Dengan cara itu, mereka dapat terhindar dari dampak negatif kebiasaan melihat pornografi. Mereka juga dapat menghindari pernikahan muda saat mereka masih belum siap secara fisik dan mental.
Regional Director World Health Organization South-East Asia Poonam Khetrapal Singh mengatakan, orang muda perlu dilibatkan dalam pengambilan kebijakan terkait kesehatan. “Mereka menjadi agen penting dan berperan besar untuk mengirimkan pesan kesehatan,” kata Poonam.
Menurut Poonam, pada 2016 ada 1,1 juta remaja Asia Tenggara meninggal karena penyakit yang dapat diobati. Kecelakaan lalu lintas berkontribusi paling besar dalam kematian tersebut.
Kecelakaan lalu lintas
Di Indonesia, kecelakaan lalu-lintas paling banyak juga dialami orang muda. Data Riset Kesehatan Dasar (Riskesdas) 2018 menyebutkan, proporsi kecelakaan saat mengendarai sepeda motor tertinggi ada pada kelompok usia 15-24 tahun yakni sebesar 79,4 persen dan pada umur 25-34 tahun sebesar 82,5 persen.
Bunuh diri juga menjadi salah satu faktor penyebab kematian orang muda. Mereka melakukannya karena faktor emosional.
“Mereka perlu berhati-hati dan hargai hidup mereka sehingga jangan mudah cepat menyerah,” kata Poonam. Karena itu, orang tua perlu bermitra dengan generasi muda untuk memahami kebutuhan mereka.
Suicidolog dan Pendiri Komunitas Into The Light Benny Prawira Siauw mengatakan, sebagian besar orang muda bunuh diri karena gangguan psikis. Mereka depresi karena masalah kemiskinan, penanganan bencana yang kurang baik, kurangnya aktivitas, dan obesitas.
“Sebagian besar dari mereka masih berumur 15 sampai 19 tahun,” kata Benny. Menurut Benny, untuk mengatasi persoalan ini diperlukan pendekatan secara personal dengan mendengarkan suara dari orang muda.
Rokok
Kebiasaan merokok pada masa remaja turut berpengaruh pada buruknya kualitas kesehatan pada orang muda. Berdasarkan Riskesdas 2018, prevalensi merokok di usia 10-18 tahun sebesar 9,1 persen dan semakin menjauh dari target Rencana Pembangunan Jangka Menengah Nasional (RPJMN) 2019 yakni 5,4 persen.

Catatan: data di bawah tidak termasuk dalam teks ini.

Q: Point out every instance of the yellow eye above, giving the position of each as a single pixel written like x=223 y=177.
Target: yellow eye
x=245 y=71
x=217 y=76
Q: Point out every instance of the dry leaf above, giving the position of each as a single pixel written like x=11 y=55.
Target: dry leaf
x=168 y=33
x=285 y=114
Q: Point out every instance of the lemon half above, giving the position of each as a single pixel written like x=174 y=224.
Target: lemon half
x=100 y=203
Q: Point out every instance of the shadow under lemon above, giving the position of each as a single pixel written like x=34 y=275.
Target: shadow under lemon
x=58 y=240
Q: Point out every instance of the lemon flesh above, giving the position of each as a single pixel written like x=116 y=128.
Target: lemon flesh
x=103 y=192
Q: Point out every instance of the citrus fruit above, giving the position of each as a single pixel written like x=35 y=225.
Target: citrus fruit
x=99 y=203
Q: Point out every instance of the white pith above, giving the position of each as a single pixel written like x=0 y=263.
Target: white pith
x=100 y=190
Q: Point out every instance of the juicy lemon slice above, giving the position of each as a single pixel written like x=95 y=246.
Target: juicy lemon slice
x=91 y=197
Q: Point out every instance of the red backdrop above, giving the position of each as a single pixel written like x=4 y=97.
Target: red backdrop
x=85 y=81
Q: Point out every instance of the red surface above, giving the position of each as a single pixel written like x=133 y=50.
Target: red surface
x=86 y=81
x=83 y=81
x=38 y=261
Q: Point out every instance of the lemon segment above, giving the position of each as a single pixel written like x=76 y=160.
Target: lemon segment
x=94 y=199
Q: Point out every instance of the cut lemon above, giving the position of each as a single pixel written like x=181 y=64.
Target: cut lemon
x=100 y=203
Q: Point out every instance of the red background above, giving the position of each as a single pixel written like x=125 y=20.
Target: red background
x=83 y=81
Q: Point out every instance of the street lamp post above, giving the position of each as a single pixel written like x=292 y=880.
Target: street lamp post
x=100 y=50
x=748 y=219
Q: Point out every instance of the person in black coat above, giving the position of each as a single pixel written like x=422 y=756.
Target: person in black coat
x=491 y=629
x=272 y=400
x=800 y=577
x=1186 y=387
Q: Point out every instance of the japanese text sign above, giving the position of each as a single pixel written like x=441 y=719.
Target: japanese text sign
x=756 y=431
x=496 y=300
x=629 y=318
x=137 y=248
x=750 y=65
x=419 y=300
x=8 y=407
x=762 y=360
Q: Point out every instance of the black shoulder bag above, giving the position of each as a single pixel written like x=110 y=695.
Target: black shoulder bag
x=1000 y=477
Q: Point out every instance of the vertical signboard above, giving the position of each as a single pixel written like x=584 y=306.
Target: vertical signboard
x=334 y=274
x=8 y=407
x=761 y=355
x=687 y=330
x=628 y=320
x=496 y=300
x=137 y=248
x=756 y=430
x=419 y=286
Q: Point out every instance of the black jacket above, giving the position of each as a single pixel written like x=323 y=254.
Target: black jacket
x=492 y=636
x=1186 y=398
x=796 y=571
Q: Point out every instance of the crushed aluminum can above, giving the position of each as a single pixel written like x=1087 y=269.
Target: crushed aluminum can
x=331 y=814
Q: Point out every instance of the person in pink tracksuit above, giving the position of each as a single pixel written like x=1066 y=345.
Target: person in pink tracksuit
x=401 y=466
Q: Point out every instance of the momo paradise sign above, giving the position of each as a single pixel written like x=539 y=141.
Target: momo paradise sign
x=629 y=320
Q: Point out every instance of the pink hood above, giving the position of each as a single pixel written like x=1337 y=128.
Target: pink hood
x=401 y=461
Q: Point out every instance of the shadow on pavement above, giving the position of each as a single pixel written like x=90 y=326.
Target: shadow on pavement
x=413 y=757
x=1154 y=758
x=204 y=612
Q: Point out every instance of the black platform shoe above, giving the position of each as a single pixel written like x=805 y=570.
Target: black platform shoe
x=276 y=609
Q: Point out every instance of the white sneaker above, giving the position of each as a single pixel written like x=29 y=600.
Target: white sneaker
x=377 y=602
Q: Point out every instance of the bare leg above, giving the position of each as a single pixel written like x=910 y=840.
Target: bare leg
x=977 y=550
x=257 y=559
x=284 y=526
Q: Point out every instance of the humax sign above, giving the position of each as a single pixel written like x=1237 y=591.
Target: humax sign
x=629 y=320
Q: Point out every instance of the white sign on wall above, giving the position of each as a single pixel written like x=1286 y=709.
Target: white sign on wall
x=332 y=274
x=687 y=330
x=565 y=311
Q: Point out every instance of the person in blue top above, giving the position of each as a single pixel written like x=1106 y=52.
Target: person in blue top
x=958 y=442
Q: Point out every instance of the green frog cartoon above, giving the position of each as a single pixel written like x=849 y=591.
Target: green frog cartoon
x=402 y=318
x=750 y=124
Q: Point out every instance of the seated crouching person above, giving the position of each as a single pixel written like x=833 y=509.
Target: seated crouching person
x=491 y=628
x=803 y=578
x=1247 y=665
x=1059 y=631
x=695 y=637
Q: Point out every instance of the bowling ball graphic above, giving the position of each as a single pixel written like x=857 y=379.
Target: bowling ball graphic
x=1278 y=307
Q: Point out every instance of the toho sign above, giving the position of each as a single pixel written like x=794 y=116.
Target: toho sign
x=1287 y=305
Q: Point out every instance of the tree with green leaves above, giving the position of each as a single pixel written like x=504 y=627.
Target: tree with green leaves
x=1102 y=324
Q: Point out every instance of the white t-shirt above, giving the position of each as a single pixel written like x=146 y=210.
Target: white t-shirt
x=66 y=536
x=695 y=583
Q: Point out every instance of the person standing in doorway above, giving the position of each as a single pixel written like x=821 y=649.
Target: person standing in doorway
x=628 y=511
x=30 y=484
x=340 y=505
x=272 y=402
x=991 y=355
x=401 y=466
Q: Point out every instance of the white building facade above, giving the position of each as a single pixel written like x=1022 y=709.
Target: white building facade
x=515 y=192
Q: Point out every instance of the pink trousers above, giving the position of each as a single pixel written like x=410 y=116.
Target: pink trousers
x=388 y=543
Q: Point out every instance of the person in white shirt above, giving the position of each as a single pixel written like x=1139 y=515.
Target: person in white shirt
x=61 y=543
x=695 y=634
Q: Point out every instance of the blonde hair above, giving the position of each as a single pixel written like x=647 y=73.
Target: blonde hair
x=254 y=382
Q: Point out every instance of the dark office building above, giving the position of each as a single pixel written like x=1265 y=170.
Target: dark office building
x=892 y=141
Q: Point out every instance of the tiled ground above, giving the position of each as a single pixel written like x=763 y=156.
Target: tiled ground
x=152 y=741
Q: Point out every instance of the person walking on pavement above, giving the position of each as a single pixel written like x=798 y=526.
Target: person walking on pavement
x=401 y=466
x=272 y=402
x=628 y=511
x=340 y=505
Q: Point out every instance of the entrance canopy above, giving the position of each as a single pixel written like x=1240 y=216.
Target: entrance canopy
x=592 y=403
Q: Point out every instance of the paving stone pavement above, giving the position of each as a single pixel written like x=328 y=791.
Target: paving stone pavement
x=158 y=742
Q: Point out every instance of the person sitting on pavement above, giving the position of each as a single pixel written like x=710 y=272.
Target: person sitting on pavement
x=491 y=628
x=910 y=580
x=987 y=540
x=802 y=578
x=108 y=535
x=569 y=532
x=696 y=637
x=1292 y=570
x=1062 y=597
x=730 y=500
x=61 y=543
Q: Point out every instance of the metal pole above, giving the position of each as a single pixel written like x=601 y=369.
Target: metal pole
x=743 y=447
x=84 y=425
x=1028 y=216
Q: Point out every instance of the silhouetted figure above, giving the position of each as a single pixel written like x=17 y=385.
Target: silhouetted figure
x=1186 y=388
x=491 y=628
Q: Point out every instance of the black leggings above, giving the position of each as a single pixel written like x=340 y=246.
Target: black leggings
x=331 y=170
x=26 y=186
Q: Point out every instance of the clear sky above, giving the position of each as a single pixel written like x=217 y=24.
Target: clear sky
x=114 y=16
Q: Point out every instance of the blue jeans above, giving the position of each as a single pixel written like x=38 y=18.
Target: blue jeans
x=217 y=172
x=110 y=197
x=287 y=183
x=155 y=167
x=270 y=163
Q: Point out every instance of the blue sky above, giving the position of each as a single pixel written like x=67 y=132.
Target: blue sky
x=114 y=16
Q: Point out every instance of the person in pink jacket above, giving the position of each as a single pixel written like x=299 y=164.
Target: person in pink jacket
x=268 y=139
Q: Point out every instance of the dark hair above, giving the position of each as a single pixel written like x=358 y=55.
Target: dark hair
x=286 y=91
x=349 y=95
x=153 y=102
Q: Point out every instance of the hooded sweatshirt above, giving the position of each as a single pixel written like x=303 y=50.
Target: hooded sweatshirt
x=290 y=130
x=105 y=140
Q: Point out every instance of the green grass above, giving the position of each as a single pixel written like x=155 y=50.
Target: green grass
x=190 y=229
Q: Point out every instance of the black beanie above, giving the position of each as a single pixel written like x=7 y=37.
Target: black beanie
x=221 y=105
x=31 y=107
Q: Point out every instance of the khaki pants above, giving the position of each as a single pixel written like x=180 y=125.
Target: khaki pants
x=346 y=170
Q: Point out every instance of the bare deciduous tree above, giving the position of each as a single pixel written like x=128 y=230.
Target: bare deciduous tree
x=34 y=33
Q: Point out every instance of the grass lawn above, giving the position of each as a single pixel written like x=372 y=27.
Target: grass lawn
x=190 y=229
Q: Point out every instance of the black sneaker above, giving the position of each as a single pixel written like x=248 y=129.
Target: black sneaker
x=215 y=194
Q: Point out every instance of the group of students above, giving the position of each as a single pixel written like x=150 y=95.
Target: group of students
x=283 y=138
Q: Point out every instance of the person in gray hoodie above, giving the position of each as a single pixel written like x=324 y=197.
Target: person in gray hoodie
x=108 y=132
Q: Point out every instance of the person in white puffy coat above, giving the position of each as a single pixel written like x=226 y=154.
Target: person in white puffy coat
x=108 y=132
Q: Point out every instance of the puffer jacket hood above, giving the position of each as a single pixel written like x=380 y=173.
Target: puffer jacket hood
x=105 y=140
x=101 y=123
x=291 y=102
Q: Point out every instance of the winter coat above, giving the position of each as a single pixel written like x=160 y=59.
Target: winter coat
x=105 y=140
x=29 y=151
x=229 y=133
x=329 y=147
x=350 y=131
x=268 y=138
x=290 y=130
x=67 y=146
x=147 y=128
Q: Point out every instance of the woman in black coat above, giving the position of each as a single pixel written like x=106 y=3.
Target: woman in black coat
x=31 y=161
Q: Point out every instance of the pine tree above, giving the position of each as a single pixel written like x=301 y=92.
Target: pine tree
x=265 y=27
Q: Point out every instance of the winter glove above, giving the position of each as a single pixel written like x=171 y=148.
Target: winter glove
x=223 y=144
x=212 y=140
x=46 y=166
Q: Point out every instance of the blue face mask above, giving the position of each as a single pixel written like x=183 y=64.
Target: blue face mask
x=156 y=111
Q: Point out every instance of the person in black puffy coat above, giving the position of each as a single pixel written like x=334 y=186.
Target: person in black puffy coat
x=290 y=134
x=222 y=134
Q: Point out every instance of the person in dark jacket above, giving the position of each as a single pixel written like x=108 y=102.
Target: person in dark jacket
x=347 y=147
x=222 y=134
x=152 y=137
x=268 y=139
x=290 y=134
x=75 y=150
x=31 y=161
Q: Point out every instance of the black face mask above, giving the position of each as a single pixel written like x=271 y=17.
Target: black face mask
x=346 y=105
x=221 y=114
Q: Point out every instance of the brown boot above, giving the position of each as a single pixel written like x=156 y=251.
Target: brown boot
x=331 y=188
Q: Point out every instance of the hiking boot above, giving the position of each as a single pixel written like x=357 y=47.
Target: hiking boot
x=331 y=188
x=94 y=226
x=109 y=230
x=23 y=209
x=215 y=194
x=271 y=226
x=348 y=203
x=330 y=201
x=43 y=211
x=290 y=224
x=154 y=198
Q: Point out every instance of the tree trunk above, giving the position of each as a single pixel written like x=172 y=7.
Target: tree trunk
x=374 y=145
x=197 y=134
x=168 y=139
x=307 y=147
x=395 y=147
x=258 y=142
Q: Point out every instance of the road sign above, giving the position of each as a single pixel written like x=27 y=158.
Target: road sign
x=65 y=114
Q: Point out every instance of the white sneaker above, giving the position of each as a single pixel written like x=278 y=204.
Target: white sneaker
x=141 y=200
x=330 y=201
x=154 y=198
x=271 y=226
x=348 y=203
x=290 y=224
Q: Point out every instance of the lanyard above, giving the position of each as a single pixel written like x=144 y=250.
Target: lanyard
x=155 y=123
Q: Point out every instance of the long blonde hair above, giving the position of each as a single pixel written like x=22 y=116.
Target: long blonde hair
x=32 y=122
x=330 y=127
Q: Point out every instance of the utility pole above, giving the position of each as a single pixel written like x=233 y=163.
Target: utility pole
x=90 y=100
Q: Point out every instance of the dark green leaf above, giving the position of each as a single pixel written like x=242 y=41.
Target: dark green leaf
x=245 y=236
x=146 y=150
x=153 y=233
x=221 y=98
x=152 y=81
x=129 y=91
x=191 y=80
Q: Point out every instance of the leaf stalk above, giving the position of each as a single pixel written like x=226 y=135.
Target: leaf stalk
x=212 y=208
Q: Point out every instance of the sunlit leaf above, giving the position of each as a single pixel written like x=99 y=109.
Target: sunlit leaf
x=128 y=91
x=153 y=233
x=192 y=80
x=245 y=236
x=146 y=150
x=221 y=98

Nila mengatakan, rokok hanya menguntungkan secara bisnis, tetapi merugikan banyak orang mulai dari anak-anak hingga orang tua. Ia berharap seluruh pemangku kepentingan perlu melihat dampak negatif dari rokok secara keseluruhan.
“Jika banyak orang menderita penyakit akibat rokok, maka banyak biaya yang harus dikeluarkan untuk kesehatan. Bahkan, biaya tersebut dapat lebih banyak dari keuntungan dari penjualan rokok,” kata Nila.
Selain itu, murahnya harga rokok di Indonesia akan dimanfaatkan oleh sejumlah orang untuk menyelundupkan rokok ke luar negeri.
Phonam mengatakan, WHO telah melakukan advokasi untuk orang muda terkait rokok dan obat-obatan terlarang. WHO selalu memperingatkan anak-anak bahaya merokok.
Salah satu usaha untuk mencegah anak-anak merokok, yaitu dengan tidak menjual rokok di sekitar sekolah. WHO juga telah melarang menjual rokok eceran agar anak-anak tidak mudah membeli rokok.
WHO juga selalu mendorong agar pemerintah menaikkan pajak rokok. “Dengan harga rokok yang mahal, anak-anak tidak akan menggunakan uang sakunya untuk membeli rokok,” kata Phonam.
Selain rokok tembakau, Phonam menghimbau agar orang muda menghindari rokok elektrik. Ia mengatakan, rokok elektrik juga memiliki kandungan nikotin yang berbahaya untuk kesehatan.